“Se pensas que alguém é suspeito, disparas e já está. Matámos os nossos próprios reféns”: Ex-militares israelitas contam como é a guerra em Gaza

Dois ex-militares das Forças de Defesa de Israel (IDF) descreveram os bastidores das operações israelitas na guerra em Gaza, revelando a existência de ordens que resultaram na morte de civis e até de reféns israelitas, tudo em nome do combate ao grupo Hamas. Michael Ofer-Ziv e Max Kresch, que serviram como reservistas até dezembro de 2023, decidiram renunciar ao serviço militar após o caso de três reféns israelitas mortos por fogo das próprias forças israelitas em Gaza.
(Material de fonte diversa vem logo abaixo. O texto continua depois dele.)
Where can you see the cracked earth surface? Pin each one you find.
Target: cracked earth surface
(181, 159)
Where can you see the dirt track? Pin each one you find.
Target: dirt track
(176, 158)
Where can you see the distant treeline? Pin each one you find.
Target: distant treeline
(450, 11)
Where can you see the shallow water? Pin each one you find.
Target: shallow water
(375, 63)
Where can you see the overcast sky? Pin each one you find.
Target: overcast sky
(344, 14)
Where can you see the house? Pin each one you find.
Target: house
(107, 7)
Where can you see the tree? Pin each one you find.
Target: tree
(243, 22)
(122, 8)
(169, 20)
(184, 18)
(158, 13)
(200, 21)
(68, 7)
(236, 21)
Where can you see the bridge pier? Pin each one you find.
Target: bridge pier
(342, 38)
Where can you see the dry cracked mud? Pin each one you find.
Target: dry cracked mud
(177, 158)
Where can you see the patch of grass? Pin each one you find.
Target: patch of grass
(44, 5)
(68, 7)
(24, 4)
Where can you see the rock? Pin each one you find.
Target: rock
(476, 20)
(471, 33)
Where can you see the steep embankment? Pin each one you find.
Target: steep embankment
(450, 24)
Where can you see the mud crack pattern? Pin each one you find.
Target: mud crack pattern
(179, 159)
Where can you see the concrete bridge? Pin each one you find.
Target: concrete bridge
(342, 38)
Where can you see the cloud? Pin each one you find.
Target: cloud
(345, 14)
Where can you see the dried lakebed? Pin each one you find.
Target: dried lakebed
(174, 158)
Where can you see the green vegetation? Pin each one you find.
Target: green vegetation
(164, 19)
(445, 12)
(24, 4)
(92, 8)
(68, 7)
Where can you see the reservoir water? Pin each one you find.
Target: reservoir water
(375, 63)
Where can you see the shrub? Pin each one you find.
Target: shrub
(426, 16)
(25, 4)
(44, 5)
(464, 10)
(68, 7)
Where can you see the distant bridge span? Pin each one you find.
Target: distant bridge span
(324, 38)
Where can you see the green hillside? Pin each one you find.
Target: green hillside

Ambos se manifestaram contra o que descrevem como “corrupção moral” dentro das IDF, afirmando que as práticas militares na região foram longe demais.

Michael Ofer-Ziv, de 29 anos, relata ao El Confidencial com veemência a sua experiência na sala de operações das IDF, onde foi responsável por monitorizar as operações no terreno através de drones. “Se há uma dúvida, não deveríamos correr o risco. Se alguém é suficientemente suspeito, devemos matá-lo. Assim, abres fogo, não? Se pensas que alguém é suspeito, abres fogo e já está. Essencialmente, isso é o que dizem, embora nem sempre o ‘sim’ ganhe nestes debates”, descreveu sobre a forma como as decisões de vida ou morte são tomadas em relação a pessoas suspeitas.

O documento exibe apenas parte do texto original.